Some additional information on the available unofficial but convenient consolidated versions of the Treaty of Lisbon, which I presented in my 10 January 2008 posting ‘Consolidated Treaty of Lisbon’.
The Wikipedia article on the Lisbon Treaty (to be recommended in itself) had noticed that there is a new English consolidation:
Markus Walther, who produced and published a German consolidated version of the EU Treaty of Lisbon on his web site, has posted an English readable consolidated version as well (a preliminary document without tables of content, annexes, protocols or declarations). See:
http://www.mwalther.net/europa/eulaw-lisbon-mwalther.pdf
Until now we have had the reader-friendly English consolidations offered by Statewatch and the Irish Institute of European Affairs.
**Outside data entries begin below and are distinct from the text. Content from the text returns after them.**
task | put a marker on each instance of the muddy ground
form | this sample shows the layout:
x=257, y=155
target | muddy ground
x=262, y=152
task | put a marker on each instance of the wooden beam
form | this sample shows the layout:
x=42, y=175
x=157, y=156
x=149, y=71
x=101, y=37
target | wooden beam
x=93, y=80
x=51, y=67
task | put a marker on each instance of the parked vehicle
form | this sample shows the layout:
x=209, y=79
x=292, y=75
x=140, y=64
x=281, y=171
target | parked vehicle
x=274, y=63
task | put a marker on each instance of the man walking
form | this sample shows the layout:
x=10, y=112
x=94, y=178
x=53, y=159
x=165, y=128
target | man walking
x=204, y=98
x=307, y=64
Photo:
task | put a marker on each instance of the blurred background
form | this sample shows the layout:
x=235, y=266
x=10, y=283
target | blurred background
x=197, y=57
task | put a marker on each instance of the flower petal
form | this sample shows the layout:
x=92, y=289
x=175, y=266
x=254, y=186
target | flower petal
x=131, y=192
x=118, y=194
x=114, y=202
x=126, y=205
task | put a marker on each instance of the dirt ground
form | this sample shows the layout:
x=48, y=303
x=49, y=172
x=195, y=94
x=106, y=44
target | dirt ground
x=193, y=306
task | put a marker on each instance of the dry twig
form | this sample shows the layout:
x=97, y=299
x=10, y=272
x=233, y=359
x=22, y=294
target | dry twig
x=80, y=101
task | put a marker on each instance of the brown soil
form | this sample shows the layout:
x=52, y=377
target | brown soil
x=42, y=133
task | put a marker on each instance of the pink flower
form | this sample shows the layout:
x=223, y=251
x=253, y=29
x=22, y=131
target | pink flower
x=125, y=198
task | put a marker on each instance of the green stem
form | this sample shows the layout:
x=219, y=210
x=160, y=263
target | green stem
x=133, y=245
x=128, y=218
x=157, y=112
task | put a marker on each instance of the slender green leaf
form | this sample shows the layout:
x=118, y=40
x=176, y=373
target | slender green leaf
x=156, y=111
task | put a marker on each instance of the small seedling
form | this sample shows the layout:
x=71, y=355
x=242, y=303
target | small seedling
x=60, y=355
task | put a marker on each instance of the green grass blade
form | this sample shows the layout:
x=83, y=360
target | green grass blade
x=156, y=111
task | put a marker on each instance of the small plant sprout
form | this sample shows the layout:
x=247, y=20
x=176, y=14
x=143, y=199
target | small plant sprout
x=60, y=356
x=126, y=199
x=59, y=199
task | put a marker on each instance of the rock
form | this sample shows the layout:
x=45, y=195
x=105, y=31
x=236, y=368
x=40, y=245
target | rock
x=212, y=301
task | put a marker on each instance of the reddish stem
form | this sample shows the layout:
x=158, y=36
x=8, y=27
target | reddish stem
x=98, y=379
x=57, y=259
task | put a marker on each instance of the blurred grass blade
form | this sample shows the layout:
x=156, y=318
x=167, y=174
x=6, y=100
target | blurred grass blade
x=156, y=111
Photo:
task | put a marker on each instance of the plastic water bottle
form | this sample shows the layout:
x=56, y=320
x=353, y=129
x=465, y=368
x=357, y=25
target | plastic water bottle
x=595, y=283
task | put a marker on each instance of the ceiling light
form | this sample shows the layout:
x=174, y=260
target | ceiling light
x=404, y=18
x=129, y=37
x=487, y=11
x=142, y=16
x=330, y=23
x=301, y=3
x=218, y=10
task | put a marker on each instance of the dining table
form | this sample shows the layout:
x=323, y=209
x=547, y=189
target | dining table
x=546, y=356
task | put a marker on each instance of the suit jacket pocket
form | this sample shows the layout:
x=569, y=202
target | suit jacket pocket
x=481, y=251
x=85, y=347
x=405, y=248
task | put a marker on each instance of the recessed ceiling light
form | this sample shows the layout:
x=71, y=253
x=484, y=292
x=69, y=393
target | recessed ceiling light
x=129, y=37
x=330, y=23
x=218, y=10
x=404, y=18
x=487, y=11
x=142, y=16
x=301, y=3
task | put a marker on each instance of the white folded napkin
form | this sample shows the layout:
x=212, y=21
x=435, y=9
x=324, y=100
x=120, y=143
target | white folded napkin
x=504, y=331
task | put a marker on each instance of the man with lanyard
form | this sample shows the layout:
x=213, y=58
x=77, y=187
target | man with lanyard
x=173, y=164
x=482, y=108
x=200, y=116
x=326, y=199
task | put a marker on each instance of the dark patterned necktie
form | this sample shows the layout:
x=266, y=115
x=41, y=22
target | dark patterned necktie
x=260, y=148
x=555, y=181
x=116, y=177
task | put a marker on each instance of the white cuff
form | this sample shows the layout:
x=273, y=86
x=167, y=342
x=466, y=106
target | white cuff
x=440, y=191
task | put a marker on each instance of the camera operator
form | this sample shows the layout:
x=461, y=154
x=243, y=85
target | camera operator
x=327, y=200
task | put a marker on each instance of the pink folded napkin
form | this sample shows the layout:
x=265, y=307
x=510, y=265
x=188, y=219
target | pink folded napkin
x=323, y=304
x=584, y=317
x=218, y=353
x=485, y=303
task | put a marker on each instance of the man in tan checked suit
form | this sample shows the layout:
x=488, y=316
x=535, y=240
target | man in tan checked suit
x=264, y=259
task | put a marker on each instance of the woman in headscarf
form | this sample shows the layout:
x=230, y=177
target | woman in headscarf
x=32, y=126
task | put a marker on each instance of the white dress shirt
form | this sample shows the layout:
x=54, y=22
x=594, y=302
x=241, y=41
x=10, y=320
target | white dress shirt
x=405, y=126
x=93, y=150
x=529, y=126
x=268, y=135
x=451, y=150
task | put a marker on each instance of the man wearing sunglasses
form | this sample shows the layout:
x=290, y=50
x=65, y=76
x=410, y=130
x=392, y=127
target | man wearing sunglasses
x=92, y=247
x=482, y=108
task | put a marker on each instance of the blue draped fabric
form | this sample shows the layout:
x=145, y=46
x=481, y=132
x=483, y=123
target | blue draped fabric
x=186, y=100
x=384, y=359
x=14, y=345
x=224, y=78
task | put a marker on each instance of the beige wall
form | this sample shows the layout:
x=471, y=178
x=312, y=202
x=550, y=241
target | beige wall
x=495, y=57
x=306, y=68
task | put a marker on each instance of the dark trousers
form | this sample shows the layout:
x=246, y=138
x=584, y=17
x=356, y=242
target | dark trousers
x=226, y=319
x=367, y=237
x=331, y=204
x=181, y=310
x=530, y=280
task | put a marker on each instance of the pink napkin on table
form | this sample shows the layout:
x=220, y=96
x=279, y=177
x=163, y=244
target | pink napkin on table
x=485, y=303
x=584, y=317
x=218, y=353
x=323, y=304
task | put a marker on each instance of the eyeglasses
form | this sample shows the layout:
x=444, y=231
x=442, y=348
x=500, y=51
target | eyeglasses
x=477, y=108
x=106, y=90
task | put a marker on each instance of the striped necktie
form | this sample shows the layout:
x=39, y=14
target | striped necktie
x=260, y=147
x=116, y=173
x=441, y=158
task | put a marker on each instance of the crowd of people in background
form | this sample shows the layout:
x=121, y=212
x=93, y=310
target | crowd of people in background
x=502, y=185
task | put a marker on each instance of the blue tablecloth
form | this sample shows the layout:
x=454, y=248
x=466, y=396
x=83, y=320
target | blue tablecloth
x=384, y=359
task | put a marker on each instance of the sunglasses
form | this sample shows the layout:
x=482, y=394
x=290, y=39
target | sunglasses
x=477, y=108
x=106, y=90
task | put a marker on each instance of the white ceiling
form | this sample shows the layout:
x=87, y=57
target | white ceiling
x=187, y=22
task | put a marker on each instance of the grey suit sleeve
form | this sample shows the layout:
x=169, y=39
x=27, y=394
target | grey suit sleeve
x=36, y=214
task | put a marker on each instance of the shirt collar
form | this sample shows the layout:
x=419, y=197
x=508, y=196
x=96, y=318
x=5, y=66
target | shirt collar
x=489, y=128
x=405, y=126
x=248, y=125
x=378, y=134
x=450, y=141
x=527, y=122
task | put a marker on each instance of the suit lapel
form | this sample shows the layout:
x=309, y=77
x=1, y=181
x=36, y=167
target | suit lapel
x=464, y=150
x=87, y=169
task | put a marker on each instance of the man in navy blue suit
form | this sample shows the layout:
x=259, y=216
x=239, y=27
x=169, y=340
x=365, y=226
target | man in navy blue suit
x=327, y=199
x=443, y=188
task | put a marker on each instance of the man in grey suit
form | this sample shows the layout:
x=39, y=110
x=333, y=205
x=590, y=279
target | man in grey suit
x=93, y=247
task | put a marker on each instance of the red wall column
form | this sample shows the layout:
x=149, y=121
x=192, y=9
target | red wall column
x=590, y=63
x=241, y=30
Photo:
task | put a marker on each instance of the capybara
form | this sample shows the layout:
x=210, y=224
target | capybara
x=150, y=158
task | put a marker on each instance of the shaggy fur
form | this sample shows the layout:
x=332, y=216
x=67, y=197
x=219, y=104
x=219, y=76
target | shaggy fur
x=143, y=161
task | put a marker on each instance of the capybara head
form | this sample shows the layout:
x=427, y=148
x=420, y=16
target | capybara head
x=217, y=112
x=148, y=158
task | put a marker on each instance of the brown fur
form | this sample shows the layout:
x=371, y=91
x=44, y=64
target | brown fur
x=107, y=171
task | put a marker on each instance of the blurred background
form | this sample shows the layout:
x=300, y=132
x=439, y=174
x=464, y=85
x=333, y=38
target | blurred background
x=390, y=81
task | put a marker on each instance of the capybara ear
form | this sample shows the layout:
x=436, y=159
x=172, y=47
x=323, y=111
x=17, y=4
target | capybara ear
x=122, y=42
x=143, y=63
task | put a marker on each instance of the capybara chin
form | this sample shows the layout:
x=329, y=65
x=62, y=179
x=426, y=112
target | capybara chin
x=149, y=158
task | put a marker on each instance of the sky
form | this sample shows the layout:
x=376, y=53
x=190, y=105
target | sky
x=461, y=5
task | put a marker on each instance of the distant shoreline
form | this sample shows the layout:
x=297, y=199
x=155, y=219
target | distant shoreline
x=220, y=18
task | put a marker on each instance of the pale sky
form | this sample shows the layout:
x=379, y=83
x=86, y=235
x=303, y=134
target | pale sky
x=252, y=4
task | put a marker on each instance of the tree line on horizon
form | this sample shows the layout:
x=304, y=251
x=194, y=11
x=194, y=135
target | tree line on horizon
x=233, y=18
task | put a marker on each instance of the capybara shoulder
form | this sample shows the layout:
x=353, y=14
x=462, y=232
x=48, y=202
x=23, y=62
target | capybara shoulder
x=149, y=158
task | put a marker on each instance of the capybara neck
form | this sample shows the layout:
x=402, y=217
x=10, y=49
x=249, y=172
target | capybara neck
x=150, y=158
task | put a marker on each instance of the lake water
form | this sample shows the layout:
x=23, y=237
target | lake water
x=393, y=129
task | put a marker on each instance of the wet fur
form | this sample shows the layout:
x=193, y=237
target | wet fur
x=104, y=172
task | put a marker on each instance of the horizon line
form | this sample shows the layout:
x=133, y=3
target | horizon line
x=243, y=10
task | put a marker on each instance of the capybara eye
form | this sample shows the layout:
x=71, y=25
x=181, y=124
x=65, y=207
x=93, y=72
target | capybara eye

A commentator mentioned that a Hungarian user-friendly consolidated version exists, and offered me a link (which did not work). Not knowing Hungarian, I was not able to locate the consolidation on my own, but I suppose that those who know the language would be able to find this language version of the consolidated Reform Treaty on the government web pages.
There would now seem be seven readable language versions out of 23 official languages.
***
No deeds contradict Jens-Peter Bonde MEP when he says (19 December 2007, http://www.bonde.com/):
“The intergovernmental conference decided that no institution should be allowed to publish a consolidated version before the treaty had been finally ratified by all 27 member states.”
Therefore, it is up to national governments, NGOs, think-tanks and individuals to make readable treaties available to the citizens of the Union and to spread the word.
I am, as ever, grateful for information on consolidations of the Lisbon Treaty, the ratification processes and literature on the subject.